How is overtime pay calculated?
Multiply your base hourly rate by the overtime multiplier to get the overtime rate, then multiply that by your overtime hours. At a base rate of 25 with time-and-a-half, the overtime rate is 25 × 1.5 = 37.50 per hour. Your total pay is your regular hours at the base rate plus your overtime hours at the overtime rate.
What is time-and-a-half and double time?
Time-and-a-half means 1.5× your base rate — the most common overtime premium. Double time means 2× your base rate, often paid for public holidays, very long shifts, or a seventh consecutive working day. The calculator lets you set a primary overtime multiplier and add separate double-time hours.
Is overtime taxed at a higher rate?
No. Overtime is ordinary income taxed at your normal marginal rate — there's no special overtime tax. What can happen is that a larger paycheck triggers higher tax withholding for that pay period, or pushes more of your annual income into a higher tax band. Over a full year it evens out to your true marginal rate.

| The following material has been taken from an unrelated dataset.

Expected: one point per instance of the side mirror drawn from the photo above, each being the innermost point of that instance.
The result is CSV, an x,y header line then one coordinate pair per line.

What is a blended or effective hourly rate?
It's your total pay divided by your total hours worked, including overtime. Because the overtime premium is spread across every hour, the blended rate sits between your base rate and your overtime rate. It's a quick way to see what each hour of your week is really worth once the premium is averaged in.
Am I entitled to overtime pay?
It depends on where you work and your employment terms. Some countries mandate an overtime premium by law (for example, time-and-a-half over a set weekly threshold), while in others it's set by your contract, award, or agreement and isn't guaranteed. Salaried or 'exempt' roles may not receive paid overtime at all — check your contract or local employment standards.
Does overtime count toward holiday pay or pension?
Sometimes. In several systems, regular overtime should be included when calculating holiday pay, and it may or may not attract pension or retirement contributions depending on local rules and whether it counts as ordinary earnings. Because this varies by country and employer, check your payslip and local guidance — this calculator shows gross overtime pay only.